Sculpture

Texte de Richard ABIBON

La tête de cette femme est remplacée par une corne d’abondance d’où ruisselle un torrent de lettres. Elle a donc des choses à dire, ou à écrire, et c’est déjà ce que fait Chantal Lorio à travers le mode d’expression qu’elle s’est choisie.

Ces lettres coulent de source vers la source de toute vie, ainsi que le rappelait Courbet. Mais pour décoder les messages qu’elles diffusent, il faut la clef du code. Elle s’en entoure à profusion. C’est de cette rupture que peut se fermer l’image du corps, comme limite entre le dedans et le dehors. On ne peut plus pénétrer dedans comme dans un moulin, il faut le code de la porte, et la clef de ce code, c’est le phallus.

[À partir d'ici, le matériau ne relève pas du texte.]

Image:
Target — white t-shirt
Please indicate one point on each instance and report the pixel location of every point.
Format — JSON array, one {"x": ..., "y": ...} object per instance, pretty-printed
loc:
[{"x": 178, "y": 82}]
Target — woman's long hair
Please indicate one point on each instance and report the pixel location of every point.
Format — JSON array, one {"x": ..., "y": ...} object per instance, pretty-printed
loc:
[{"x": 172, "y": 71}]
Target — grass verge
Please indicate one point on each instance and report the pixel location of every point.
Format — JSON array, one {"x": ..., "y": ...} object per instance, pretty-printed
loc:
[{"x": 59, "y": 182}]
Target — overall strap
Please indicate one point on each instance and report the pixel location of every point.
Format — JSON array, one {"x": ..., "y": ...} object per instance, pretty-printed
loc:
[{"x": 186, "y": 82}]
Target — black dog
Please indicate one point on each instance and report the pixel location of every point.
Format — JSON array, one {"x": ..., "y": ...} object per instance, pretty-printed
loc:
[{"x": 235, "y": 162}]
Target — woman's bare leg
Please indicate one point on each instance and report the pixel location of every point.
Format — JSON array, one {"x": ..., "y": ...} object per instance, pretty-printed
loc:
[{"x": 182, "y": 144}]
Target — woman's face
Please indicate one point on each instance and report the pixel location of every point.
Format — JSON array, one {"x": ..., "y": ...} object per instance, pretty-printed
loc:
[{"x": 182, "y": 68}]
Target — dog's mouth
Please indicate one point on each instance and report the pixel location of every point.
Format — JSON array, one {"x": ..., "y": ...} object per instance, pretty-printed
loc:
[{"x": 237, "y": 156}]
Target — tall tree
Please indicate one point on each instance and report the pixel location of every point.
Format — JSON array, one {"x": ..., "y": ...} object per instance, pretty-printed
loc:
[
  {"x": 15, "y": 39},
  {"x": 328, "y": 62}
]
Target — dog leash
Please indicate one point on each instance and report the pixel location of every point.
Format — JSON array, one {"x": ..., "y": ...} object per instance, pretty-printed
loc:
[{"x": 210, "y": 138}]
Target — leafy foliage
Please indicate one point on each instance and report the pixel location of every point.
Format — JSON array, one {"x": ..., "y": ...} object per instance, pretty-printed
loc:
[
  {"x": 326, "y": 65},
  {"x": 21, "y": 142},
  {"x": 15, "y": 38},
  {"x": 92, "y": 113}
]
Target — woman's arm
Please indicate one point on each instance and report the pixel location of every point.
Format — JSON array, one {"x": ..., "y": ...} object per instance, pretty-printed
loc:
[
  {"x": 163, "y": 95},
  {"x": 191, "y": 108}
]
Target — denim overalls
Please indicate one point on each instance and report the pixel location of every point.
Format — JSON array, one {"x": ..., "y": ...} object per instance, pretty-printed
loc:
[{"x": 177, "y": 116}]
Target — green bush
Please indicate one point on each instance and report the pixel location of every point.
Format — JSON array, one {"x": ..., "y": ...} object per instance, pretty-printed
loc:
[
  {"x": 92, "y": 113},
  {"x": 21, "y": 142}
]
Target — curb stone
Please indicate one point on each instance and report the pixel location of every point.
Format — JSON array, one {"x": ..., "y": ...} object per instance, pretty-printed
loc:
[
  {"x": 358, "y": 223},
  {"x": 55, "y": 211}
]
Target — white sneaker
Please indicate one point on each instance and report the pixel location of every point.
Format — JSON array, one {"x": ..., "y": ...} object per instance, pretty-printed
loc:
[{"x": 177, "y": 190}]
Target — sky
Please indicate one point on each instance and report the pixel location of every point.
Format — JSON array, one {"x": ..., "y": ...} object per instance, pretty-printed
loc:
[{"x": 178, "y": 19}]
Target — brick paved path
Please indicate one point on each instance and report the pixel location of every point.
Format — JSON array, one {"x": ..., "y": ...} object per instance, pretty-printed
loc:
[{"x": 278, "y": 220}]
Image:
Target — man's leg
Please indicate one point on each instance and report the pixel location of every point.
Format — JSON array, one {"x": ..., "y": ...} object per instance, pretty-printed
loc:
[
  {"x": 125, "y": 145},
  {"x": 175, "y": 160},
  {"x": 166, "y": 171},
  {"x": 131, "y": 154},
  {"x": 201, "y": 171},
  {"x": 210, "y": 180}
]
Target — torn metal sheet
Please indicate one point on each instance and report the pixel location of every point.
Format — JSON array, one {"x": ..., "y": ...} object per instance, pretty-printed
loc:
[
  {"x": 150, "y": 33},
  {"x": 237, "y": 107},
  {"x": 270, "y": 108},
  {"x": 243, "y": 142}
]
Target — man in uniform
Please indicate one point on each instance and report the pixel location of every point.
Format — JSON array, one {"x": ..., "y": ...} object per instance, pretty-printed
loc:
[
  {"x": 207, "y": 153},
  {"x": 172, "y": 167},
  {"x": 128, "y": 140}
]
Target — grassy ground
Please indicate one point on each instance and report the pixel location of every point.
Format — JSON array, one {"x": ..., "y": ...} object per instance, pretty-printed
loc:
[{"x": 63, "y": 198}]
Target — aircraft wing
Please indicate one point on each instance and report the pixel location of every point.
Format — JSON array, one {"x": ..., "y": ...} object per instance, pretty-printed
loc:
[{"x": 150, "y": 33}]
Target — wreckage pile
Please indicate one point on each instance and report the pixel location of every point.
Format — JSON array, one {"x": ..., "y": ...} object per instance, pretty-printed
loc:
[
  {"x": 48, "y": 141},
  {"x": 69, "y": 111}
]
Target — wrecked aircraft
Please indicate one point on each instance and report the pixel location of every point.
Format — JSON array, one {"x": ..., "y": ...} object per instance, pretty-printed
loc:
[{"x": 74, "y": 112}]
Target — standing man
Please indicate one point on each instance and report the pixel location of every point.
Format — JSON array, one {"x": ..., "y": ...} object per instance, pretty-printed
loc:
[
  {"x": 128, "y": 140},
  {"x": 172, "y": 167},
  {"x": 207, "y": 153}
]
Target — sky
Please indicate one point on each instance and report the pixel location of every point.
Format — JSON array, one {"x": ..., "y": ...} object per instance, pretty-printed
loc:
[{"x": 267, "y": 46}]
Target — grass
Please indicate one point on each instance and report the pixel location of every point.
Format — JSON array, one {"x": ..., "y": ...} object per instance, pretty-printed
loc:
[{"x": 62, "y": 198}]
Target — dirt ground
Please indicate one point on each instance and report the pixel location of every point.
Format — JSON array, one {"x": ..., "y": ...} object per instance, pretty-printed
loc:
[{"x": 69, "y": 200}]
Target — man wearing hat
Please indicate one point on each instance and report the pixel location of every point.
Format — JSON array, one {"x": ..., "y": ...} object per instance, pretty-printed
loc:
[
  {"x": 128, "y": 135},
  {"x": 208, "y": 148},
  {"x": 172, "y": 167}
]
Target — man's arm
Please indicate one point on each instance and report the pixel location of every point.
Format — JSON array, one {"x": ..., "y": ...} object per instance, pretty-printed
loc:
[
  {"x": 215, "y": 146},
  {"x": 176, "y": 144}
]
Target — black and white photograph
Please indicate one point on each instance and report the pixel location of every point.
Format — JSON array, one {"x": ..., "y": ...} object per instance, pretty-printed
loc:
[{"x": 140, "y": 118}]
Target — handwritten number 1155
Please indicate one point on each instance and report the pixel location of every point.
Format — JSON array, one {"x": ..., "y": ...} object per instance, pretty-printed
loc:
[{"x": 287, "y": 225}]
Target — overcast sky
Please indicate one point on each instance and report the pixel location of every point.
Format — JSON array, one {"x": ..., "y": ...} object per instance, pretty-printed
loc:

Le réel et la réalité VIII

Une représentation se caractérise par le fait qu’elle peut être présente en l’absence de l’objet représenté. Je peux me représenter Chantal lorsque, ici, j’en parle, bien qu’elle ne soit d‘évidence pas en chair et en os dans mon écrit. Ce dernier ne vous fait part que de la façon dont je me la représente, c’est-à-dire la façon dont elle entamé ma mémoire afin d’y laisser une trace articulée
aux autres traces qui y sont déjà, la mémoire de mon histoire personnelle. Ma représentation ne peut être autre que subjective.

Or, le phallus est le seul organe qui peut à la fois être là et pas là, en fonction du corps auquel on se réfère. Il est donc la référence corporelle princeps qui organise tout le processus de la représentation : c’est la clef de la serrure, que l’on voit fatalement « en représentation » à la place où l’on pense qu’il pourrait être, au bas-ventre d‘une femme.

Après, ce qu’il y a à déchiffrer… Chantal nous a fourni les lettres, à nous de trouver les mots. À chacun son histoire, il peut la projeter à loisir sur cette œuvre.